Bonnets rouges et Europe

, par Kevin Jezequel

Bonnets rouges et Europe

Quel rapport y a t-il entre la révolte des nouveaux bonnets rouges et l’Europe ? Peux-t-on interpréter les événements des 10 derniers jours en Bretagne selon la grille de lecture européenne ?

Petit rappel de la genèse du mouvement : parti d’un affrontement autour du portique écotaxe de pont-de-Buis le 26 octobre dernier, le phénomène des bonnets s’est cristallisé une semaine plus tard lors d’une manifestations ayant rassemblé entre 20 000 et 30 000 personnes à Quimper.

Parmi ceux ci, des syndicats (FO, CGT, SLB...), des organisations professionnelles (agriculteurs, marins-pêcheurs), des salariés licenciés de nombreuses entreprises de l’agroalimentaire, des partis politiques (NPA, Union démocratique bretonne, Parti breton, les Alternatifs...), des personnalités politiques de différentes tendance (Marc le Fur (député UMP), Christian Troadec (député divers-gauche), Paul Molac (député UDB, groupe EELV). L’élargissement du mouvement a donné lieu au télescopage de mots d’ordre différents, voire opposés.

L’Europe est fortement présente dans les discours. Pourquoi les salariés de Tilly-Sabco ont-ils occupé la sous-préfecture de Morlaix lundi dernier ? Pour que le gouvernement exige et obtienne de l’Europe une aide qui compense les restitutions, autrement dit les aides à l’exportation qui permettaient à la volaille bretonne d’être compétitive à l’international. Les manifestants ont ensuite cessé l’occupation une fois l’assurance de Stéphane Le Foll de leur obtenir un rendez-vous avec... Dacian Ciolos, commissaire européen à l’agriculture. La France est ici une courroie de transmission, ni plus ni moins.

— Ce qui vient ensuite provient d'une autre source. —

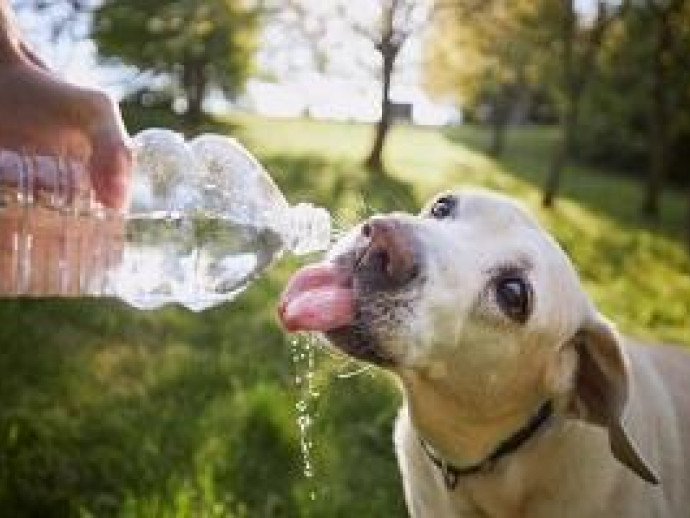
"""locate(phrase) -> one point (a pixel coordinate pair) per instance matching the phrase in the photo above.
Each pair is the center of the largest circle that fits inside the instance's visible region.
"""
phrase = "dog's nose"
(389, 256)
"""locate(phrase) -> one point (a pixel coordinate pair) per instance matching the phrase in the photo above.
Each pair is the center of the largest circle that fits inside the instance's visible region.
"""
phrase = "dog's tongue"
(317, 298)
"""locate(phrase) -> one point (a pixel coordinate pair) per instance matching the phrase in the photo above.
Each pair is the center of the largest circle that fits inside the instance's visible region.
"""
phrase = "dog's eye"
(443, 207)
(514, 297)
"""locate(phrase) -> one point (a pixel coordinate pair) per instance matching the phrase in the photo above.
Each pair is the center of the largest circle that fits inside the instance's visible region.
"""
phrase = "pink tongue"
(316, 299)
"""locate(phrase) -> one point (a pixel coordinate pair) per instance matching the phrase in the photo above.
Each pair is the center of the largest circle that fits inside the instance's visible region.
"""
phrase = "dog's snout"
(388, 256)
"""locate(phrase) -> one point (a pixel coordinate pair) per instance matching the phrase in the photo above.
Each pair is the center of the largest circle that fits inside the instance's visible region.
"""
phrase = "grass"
(106, 411)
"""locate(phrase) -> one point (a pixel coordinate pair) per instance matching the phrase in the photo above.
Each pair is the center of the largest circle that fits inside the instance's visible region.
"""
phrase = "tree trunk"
(563, 150)
(499, 123)
(375, 160)
(658, 141)
(688, 222)
(194, 84)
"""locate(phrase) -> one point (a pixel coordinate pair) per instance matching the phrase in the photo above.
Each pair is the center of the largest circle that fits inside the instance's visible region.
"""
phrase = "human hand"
(42, 115)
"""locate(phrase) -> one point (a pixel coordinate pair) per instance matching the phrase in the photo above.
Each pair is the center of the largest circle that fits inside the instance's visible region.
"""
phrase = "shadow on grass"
(107, 411)
(527, 157)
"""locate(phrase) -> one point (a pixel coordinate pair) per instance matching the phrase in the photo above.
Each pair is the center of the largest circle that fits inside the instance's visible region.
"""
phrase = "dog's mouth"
(350, 298)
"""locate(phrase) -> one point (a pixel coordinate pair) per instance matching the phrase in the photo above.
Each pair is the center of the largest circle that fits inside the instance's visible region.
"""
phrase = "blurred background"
(581, 108)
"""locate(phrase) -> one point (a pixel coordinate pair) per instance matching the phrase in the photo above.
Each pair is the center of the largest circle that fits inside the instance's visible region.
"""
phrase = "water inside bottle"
(196, 259)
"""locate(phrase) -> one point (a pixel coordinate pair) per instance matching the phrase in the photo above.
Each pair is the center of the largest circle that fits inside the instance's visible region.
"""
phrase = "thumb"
(110, 163)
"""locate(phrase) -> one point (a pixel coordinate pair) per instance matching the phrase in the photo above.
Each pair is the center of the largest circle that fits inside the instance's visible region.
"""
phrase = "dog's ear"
(601, 390)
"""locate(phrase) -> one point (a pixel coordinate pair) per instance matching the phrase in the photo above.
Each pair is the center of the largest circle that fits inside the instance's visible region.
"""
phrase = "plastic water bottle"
(205, 219)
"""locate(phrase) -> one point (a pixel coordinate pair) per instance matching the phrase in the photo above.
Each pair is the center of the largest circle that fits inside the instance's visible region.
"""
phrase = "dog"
(520, 399)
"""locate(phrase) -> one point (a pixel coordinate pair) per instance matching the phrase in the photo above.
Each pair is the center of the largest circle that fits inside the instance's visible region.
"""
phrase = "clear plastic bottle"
(205, 219)
(55, 237)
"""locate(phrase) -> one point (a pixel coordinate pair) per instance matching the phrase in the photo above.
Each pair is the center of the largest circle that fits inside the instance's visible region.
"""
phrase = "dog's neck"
(452, 473)
(459, 435)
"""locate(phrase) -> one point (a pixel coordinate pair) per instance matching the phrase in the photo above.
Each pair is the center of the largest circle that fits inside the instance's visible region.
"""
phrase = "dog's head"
(473, 303)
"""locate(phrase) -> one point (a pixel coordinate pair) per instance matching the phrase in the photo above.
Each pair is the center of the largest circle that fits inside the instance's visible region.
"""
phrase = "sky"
(347, 88)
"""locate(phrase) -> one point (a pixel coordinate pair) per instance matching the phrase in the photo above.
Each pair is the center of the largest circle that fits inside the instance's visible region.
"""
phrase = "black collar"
(452, 473)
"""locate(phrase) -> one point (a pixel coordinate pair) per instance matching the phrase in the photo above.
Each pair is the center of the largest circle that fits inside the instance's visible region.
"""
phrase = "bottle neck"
(10, 41)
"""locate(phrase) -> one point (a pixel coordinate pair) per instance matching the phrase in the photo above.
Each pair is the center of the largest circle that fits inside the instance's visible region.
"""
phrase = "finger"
(110, 168)
(111, 158)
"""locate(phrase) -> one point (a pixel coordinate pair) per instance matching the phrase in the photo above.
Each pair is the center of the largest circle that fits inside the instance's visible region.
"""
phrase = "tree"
(196, 45)
(578, 42)
(369, 36)
(396, 24)
(665, 49)
(481, 52)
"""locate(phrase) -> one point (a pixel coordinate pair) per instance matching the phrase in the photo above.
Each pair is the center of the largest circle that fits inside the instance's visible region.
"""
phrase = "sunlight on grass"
(111, 412)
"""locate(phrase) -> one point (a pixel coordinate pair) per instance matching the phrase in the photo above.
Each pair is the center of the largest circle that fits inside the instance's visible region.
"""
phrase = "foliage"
(107, 411)
(616, 129)
(195, 44)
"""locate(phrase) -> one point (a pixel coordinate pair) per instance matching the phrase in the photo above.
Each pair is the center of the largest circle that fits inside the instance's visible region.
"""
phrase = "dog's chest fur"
(543, 480)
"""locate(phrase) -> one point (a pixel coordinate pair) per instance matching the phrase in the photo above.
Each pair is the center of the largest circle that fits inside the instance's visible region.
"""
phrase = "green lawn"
(106, 411)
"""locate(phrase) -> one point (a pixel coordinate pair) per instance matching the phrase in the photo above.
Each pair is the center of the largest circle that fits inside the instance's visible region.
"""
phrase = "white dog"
(520, 399)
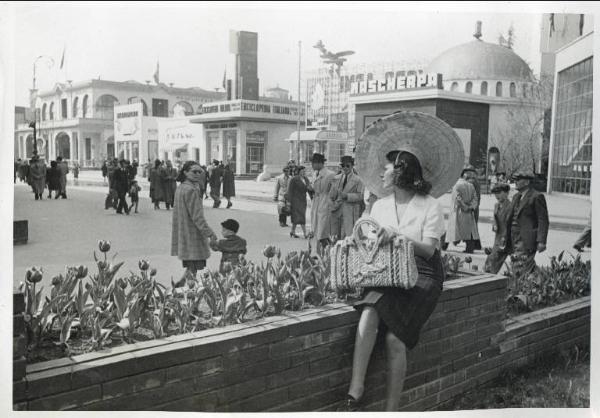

Trois types de revendications se rencontrent dans la révolte des bonnets rouges.

Lutte contre l’écotaxe d’abord : alors que du temps de sa prospérité, la Bretagne possédait la première marine marchande d’Europe, elle se voit aujourd’hui comme une péninsule en danger d’isolement sur le continent. Dans ce contexte, l’écotaxe est vue comme un nouveau facteur d’éloignement des marchés européen et de marginalisation de la Bretagne en Europe, cela alors qu’aucun projet alternatif (ferroutage, transport maritime) ne semble envisagé, et que le produit de la taxe est réputé devoir servir à construire le Grand Paris et le Lyon-Turin. Pire, comme le montre mediapart, l’écotaxe sous la forme proposée aurait abouti à taxer les producteurs locaux et les régions périphériques sans rien changer au trafic international au cœur de l’Europe.

Lutte pour l’emploi et des salaires décents ensuite. Le thème du dumping social en Europe est omniprésent. Un manifestant l’affirme ainsi dans Ouest-France : Le problème, c’est le dumping social en Europe, comment voulez-vous qu’on lutte contre des employés payés 3 euros de l’heure sans protection sociale ?, L’Europe est vue comme ayant permis l’accès de tous au marché continental... mais sans avoir assuré des conditions de concurrence équitables. Florent lardic développe d’ailleurs ce point dans un autre article du taurillon.

Lutte pour permettre à la Bretagne de décider de son avenir enfin. Les promesses faites lors de l’élection présidentielle, et qui en Bretagne avaient du sens, se sont révélées être des leurres. La mesure 56 sur la ratification de la charte européenne des langues régionales et minoritaires a été balayée d’un revers de main. L’acte III de la décentralisation est un acte manqué.

La France est aujourd’hui en total décalage avec ce qui se passe en Europe. Les Gallois, les Galiciens, les Sardes, les Catalans, les Écossais et bien d’autres peuples disposent aujourd’hui de droits spécifiques et d’une plus ou moins forte autonomie.

Dans ce mouvement en marche, la Bretagne semble être la grande oubliée. Les exemples européens sont constamment mis en avant ; l’écosse ou la catalogne bien sur, mais aussi, paradoxalement en apparence, le modèle allemand. Comme le rappelle Guillaume Duval (rédacteur en chef du magazine Alternatives économiques), le modèle allemand doit son succès à son organisation politique avec des länder forts et au dialogue social plutôt qu’a la dérégulation totale du marché du travail initié par Schroder.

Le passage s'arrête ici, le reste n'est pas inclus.